No Brasil, as casas de bingo estão com os dias contados. O Grupo Nacional de Combate ao Crime Organizado - formado por membros do Ministério Público Federal e dos Ministérios Públicos Estaduais - sancionou uma lei em que esses locais de jogos têm até o dia 31 de dezembro para fecharem as portas. Apesar da grande discussão em torno do assunto, vai ser difícil impedir que um jogador compulsivo encontre meios para apostar.

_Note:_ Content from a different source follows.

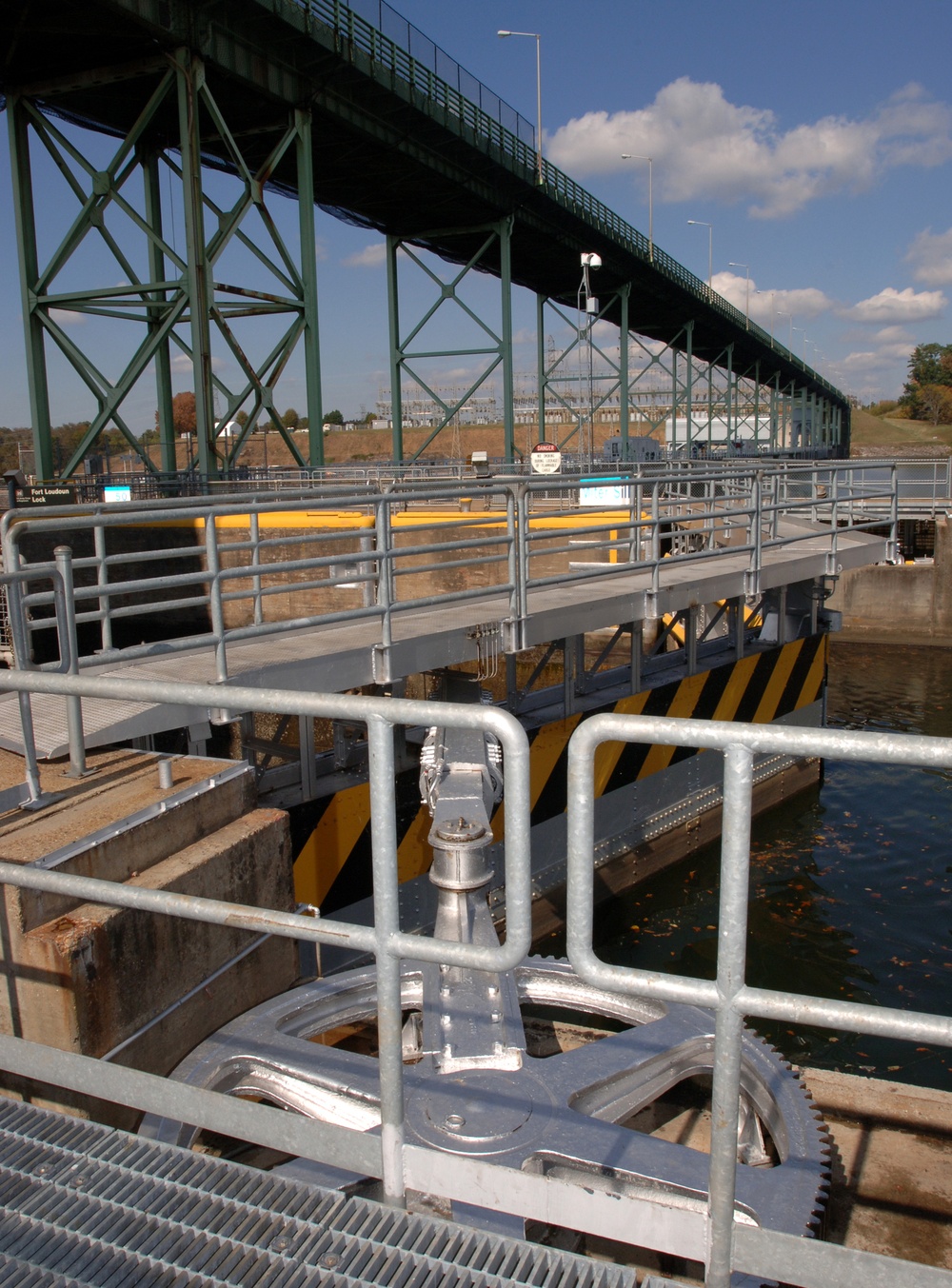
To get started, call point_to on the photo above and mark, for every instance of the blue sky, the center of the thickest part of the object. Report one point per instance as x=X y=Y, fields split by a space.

* Os nomes são fictícios para preservar a identidade dos entrevistados.


Fases

Jogador Ocasional
É aquele que joga eventualmente. Nesta fase, não há problema algum, pois a pessoa sabe controlar seus gastos. Normalmente, esse tipo de jogador vai a um bingo, por exemplo, acompanhado e faz do jogo uma forma de lazer, um programa como outro qualquer.

Jogador Social
É aquele que tem no jogo a principal forma de lazer, ou seja, quando os amigos se reúnem para se divertir, ele é o único que sugere para irem a um jogo. Nesta fase, não importa se irá sozinho ou acompanhado. Apesar de estarem jogando com freqüência maior que os jogadores ocasionais, não chega a comprometer a vida familiar ou financeira por causa do jogo.

Jogador Patológico
É aquele em que o jogo passará a reger a sua vida, colocando em risco a vida pessoal, familiar e financeira.


Teste

Você é um jogador compulsivo?
Para saber se você é propenso a tornar-se um, responda ao teste abaixo.

1 - Você desperdiça seu tempo de trabalho por causa do jogo?

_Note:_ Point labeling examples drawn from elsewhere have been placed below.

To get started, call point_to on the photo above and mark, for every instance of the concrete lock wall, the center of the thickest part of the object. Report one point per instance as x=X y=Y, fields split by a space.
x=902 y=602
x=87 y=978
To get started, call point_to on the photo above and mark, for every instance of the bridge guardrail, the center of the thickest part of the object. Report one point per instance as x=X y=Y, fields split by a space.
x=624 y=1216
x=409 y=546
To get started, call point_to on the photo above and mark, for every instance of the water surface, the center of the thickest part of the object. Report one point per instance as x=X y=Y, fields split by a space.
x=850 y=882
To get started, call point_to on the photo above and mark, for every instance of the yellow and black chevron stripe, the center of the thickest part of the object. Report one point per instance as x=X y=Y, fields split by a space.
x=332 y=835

2 - Você tem causado infelicidade na vida familiar devido ao jogo?

3 - Sua reputação está afetada devido ao jogo?

4 - Já sentiu alguma vez remorso após ter jogado?

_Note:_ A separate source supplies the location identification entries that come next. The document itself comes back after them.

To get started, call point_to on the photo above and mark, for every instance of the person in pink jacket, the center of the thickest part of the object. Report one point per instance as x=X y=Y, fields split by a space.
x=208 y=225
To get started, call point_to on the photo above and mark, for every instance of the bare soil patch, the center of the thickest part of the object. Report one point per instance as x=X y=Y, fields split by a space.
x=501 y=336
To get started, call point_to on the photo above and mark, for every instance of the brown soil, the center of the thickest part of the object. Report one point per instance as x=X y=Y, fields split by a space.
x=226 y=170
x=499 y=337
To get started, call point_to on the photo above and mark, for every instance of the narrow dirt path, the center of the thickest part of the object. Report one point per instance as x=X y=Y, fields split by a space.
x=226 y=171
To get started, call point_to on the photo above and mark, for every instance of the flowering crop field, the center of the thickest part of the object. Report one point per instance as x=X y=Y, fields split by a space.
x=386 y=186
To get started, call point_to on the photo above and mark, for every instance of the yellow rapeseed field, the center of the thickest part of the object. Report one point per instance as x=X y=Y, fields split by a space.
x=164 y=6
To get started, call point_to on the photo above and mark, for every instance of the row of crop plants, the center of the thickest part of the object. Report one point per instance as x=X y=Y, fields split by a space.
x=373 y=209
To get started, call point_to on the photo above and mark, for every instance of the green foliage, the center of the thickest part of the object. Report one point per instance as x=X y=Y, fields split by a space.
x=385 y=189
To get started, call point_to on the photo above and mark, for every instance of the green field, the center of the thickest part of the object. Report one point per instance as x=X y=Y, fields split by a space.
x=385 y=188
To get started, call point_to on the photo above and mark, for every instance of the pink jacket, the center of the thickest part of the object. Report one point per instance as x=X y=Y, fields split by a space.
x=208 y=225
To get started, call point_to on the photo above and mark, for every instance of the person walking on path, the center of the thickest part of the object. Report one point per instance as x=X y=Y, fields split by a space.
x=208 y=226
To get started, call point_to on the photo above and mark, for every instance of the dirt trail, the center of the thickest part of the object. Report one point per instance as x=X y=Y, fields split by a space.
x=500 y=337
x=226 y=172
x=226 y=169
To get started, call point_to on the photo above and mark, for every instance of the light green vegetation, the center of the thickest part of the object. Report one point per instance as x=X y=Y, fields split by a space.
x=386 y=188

5 - Jogou alguma vez por dinheiro para pagar as suas dívidas e resolver suas necessidades financeiras?

6 - O jogo causou alguma diminuição na sua ambição, capacidade e eficiência?

7 - Após ter perdido, sentiu-se como se tivesse que voltar logo após, pronto para a possibilidade de recuperar as suas perdas?

8 - Depois de uma aposta lucrativa você teve um forte impulso para voltar e ganhar ainda mais?

9 - Você jogava aos poucos até gastar o último tostão?

10 - Alguma vez você pediu empréstimo para financiar o seu jogo?

11 - Você vendeu alguma vez alguma coisa para financiar o seu jogo?

12 - Você teve má vontade para usar o dinheiro do jogo nos gastos dos compromissos normais?

13 - Alguma vez você descuidou do bem estar da família devido ao jogo?

14 - Alguma vez você jogou mais tempo do que havia planejado?

15 - Alguma vez você jogou mais para escapar de preocupações e problemas?

16 - Alguma vez você cometeu alguma ato considerado ilícito para poder financiar o seu jogo?

17 - Você tem dificuldades para dormir devido ao jogo?

18 - Você acredita que este impulso para jogar deve-se às desilusões e frustrações?

19 - Você teve alguma vez o impulso de comemorar alguma fortuna conquistada com algumas poucas horas de jogo?

20 - Você considerou alguma vez a auto destruição como resultado do jogo?

Resultado: se respondeu “SIM” a pelo menos sete perguntas, você é propenso a ser um deles.)